The Wicked Trade (The Forensic Genealogist Book 7) by Nathan Dylan Goodwin

The Wicked Trade (The Forensic Genealogist Book 7) by Nathan Dylan Goodwin

Author:Nathan Dylan Goodwin [Goodwin, Nathan Dylan]
Language: eng
Format: epub
Published: 2018-02-05T08:00:00+00:00


Despite being just a stone’s throw away from Ashford’s busy main shopping thoroughfare, the museum was situated on a quiet square which bounded St Mary’s Church. The building was red brick and appeared to Morton, as he entered it, like a Victorian former school.

‘Good morning to you, sir,’ a red-faced, elderly man greeted through an open internal window. ‘Welcome to our humble museum.’

‘Good morning,’ Morton replied, taking a quick scan around the room. It was small and dominated by a model train track on the opposite wall to the counter behind which the man was sitting. Each wall was adorned with various pictures, paintings and plaques and a glass cabinet to one side appeared to contain war artefacts. Morton could not immediately see anything related to that for which he was searching and asked, ‘I’m looking for information on the Aldington smuggling gang.’

‘Upstairs. Right above where we are now,’ the man explained. ‘Go left along the corridor–’ he pointed through the open door beside him, ‘—then up the stairs. Then it’s the first door on the right.’

Morton thanked him, then followed the instructions. As he had suspected, the building was the former Ashford Grammar School and, as such, came with a veritable labyrinth of narrow corridors, winding staircases and many small interlinking rooms. Upstairs, he found the room, which might once have been a master’s bedroom, its being much too small for a classroom. On one wall was a large display cabinet, beside which stood a mannequin, dressed as a smuggler, holding a wooden bat and an oil lamp. Opposite to the cabinet were three chairs and a series of watercolour paintings depicting smuggling runs. It was the display cabinet which most interested Morton and he took his time examining and photographing the exhibition. Sitting at the bottom of the display, on a bed of purple silk, were various objects pertaining to smuggling in general: a cutlass, a pistol, a barrel of rum, a model galley, an example of smuggled lace. On the back-left side of the cabinet was pinned the Ransley family tree. It appeared that, at some point after George Ransley’s transportation, his wife and children had followed him out to Tasmania.
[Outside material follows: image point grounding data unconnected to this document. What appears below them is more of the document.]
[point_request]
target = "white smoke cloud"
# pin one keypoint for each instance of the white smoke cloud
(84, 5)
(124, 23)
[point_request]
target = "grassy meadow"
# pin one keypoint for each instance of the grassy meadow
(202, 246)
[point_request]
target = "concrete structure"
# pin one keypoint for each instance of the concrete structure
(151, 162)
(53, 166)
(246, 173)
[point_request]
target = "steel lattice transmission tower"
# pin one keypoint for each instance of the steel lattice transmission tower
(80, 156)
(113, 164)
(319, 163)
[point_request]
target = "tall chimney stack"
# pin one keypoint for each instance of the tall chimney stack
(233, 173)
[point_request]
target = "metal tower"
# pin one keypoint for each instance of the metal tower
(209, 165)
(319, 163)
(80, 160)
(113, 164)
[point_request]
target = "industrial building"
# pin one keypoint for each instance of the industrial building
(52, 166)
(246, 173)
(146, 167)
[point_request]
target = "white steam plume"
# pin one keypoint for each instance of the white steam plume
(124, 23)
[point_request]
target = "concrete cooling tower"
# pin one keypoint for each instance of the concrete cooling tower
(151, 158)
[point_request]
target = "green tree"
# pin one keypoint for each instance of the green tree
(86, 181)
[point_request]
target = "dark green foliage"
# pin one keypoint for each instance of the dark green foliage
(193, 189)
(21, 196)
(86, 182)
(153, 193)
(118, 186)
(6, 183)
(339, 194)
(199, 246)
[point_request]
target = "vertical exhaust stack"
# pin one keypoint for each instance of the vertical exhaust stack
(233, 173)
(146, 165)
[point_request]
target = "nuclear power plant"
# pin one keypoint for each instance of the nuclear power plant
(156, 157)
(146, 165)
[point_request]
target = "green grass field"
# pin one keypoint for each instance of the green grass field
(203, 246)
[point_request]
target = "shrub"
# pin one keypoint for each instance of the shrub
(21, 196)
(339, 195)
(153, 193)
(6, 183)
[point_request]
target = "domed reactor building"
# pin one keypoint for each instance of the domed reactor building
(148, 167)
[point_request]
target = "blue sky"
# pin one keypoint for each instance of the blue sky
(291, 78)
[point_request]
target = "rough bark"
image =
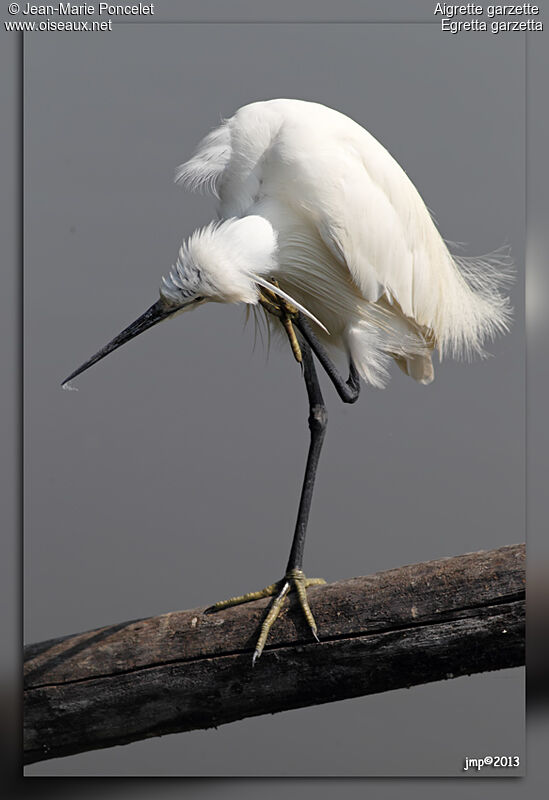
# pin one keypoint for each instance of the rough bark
(187, 670)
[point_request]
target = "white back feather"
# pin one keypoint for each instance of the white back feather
(357, 246)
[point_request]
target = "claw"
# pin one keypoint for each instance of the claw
(294, 579)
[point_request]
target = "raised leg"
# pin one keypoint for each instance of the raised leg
(349, 389)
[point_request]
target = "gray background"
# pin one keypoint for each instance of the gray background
(421, 473)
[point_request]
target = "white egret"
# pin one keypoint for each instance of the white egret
(317, 219)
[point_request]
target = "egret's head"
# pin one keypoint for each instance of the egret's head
(222, 262)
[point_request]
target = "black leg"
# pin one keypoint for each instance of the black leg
(318, 420)
(348, 390)
(294, 578)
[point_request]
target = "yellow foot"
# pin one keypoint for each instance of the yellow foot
(286, 312)
(294, 579)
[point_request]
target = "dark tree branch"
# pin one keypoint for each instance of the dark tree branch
(186, 670)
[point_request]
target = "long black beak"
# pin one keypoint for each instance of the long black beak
(156, 313)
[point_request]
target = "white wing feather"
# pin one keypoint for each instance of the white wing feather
(314, 172)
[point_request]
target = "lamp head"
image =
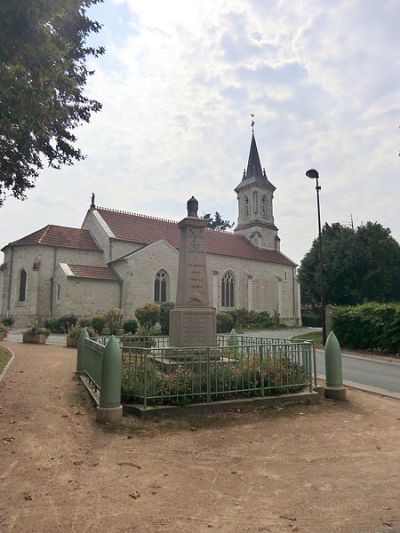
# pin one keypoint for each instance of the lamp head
(312, 174)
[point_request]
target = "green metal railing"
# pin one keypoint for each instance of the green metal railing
(237, 367)
(100, 365)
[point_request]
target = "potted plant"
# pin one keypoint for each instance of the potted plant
(74, 334)
(3, 331)
(35, 334)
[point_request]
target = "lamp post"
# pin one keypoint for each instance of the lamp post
(313, 174)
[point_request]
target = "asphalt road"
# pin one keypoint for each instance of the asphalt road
(373, 375)
(377, 376)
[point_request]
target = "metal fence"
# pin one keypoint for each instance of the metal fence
(154, 373)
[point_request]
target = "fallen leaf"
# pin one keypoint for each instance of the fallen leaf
(126, 463)
(287, 517)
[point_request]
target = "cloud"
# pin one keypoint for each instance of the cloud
(178, 83)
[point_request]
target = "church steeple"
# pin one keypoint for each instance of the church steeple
(255, 194)
(254, 172)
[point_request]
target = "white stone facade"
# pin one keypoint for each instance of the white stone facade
(117, 265)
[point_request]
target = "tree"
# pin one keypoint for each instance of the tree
(217, 222)
(359, 265)
(43, 73)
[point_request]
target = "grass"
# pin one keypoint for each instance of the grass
(314, 336)
(5, 356)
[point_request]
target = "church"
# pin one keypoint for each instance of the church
(124, 260)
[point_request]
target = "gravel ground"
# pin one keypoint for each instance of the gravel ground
(322, 468)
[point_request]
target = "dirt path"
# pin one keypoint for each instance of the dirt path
(320, 468)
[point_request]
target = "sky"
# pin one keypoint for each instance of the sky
(178, 83)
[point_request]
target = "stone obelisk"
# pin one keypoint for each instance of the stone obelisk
(192, 321)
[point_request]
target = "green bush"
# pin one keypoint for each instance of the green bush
(148, 316)
(85, 323)
(187, 384)
(311, 319)
(53, 325)
(130, 326)
(114, 318)
(66, 322)
(98, 323)
(75, 332)
(369, 326)
(8, 321)
(35, 329)
(225, 322)
(164, 317)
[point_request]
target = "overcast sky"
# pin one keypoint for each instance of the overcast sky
(178, 83)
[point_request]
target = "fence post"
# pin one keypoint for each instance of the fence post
(333, 368)
(80, 359)
(110, 408)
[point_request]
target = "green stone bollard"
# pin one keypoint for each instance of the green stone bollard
(110, 409)
(80, 359)
(334, 388)
(233, 339)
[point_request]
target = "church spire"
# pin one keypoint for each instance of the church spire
(254, 169)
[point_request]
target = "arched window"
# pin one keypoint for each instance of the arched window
(228, 290)
(263, 206)
(22, 286)
(160, 287)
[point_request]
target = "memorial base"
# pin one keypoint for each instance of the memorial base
(109, 415)
(192, 326)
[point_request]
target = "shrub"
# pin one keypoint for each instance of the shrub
(74, 333)
(98, 323)
(35, 329)
(130, 326)
(8, 321)
(225, 322)
(311, 319)
(148, 316)
(85, 323)
(53, 325)
(369, 326)
(113, 319)
(164, 317)
(66, 322)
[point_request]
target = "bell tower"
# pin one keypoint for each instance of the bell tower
(255, 194)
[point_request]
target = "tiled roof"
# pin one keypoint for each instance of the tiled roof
(146, 230)
(60, 236)
(93, 272)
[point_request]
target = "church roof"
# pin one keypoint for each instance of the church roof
(143, 229)
(254, 171)
(60, 236)
(93, 272)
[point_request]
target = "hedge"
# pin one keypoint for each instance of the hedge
(369, 326)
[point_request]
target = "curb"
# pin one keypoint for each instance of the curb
(2, 375)
(366, 388)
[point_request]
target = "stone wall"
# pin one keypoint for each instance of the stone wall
(87, 297)
(39, 262)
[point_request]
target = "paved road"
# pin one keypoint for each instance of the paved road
(378, 376)
(371, 373)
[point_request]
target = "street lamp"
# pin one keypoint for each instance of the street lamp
(313, 174)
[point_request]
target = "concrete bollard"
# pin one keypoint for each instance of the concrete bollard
(233, 339)
(110, 408)
(80, 359)
(334, 388)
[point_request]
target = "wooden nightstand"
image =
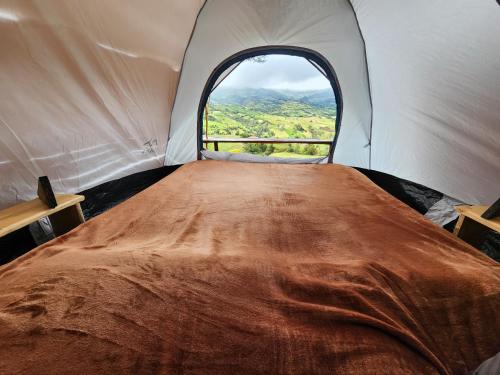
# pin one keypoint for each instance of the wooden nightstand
(471, 227)
(64, 217)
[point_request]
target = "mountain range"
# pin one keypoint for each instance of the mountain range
(249, 96)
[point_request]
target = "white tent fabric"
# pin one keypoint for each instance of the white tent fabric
(226, 27)
(434, 70)
(87, 88)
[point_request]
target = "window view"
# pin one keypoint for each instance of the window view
(275, 105)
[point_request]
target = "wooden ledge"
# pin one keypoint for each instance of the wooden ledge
(25, 213)
(475, 212)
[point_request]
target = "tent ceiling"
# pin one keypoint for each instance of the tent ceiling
(87, 87)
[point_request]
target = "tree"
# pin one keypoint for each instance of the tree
(311, 149)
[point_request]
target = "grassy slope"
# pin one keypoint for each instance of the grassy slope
(268, 117)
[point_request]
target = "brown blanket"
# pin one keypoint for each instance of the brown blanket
(233, 268)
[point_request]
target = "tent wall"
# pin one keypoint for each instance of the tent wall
(434, 70)
(226, 27)
(86, 89)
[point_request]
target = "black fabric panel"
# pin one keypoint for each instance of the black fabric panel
(105, 196)
(416, 196)
(97, 200)
(15, 244)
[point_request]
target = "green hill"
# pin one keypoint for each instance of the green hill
(265, 113)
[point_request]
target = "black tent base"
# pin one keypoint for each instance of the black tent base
(105, 196)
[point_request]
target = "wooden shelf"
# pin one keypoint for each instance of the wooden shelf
(475, 212)
(22, 214)
(471, 227)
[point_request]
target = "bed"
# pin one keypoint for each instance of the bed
(232, 268)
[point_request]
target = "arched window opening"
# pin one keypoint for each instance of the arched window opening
(279, 102)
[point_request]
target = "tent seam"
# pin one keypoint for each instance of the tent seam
(369, 83)
(180, 77)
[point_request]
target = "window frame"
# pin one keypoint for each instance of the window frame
(312, 56)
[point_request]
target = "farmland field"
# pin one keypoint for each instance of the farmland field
(266, 113)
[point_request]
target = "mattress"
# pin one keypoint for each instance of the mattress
(240, 268)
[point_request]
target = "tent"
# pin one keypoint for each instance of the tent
(93, 91)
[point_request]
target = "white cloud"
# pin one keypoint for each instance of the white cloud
(277, 72)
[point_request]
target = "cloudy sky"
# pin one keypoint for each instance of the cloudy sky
(277, 72)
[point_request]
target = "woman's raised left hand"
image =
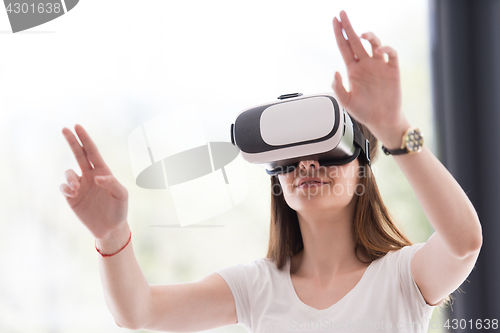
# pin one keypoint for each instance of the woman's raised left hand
(374, 96)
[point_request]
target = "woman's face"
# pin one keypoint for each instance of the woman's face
(336, 190)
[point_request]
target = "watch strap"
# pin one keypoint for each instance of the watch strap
(398, 151)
On the right-hand side was the Quested family tree and below it, was a tiny wooden shoe, the caption reading: ‘Made by Cephas Quested. He was hanged in 1821 following a battle. While he was in prison he made this little wooden shoe for one of his children.’

Morton read the explanations on the gang, inexplicably typed in the hard-to-read Old English font. Much of it he had already learned from the internet, but then he read a list of ‘Known Aldington Smugglers & Their Associates.’ The list was unsurprisingly headed by George Ransley. Below his name was Samuel Banister, suggesting to Morton that he might have held a senior role in the gang. The names of more than a dozen men were followed by a short gap under which appeared the names of the gang’s associates: ‘Langham and Platt, Solicitors.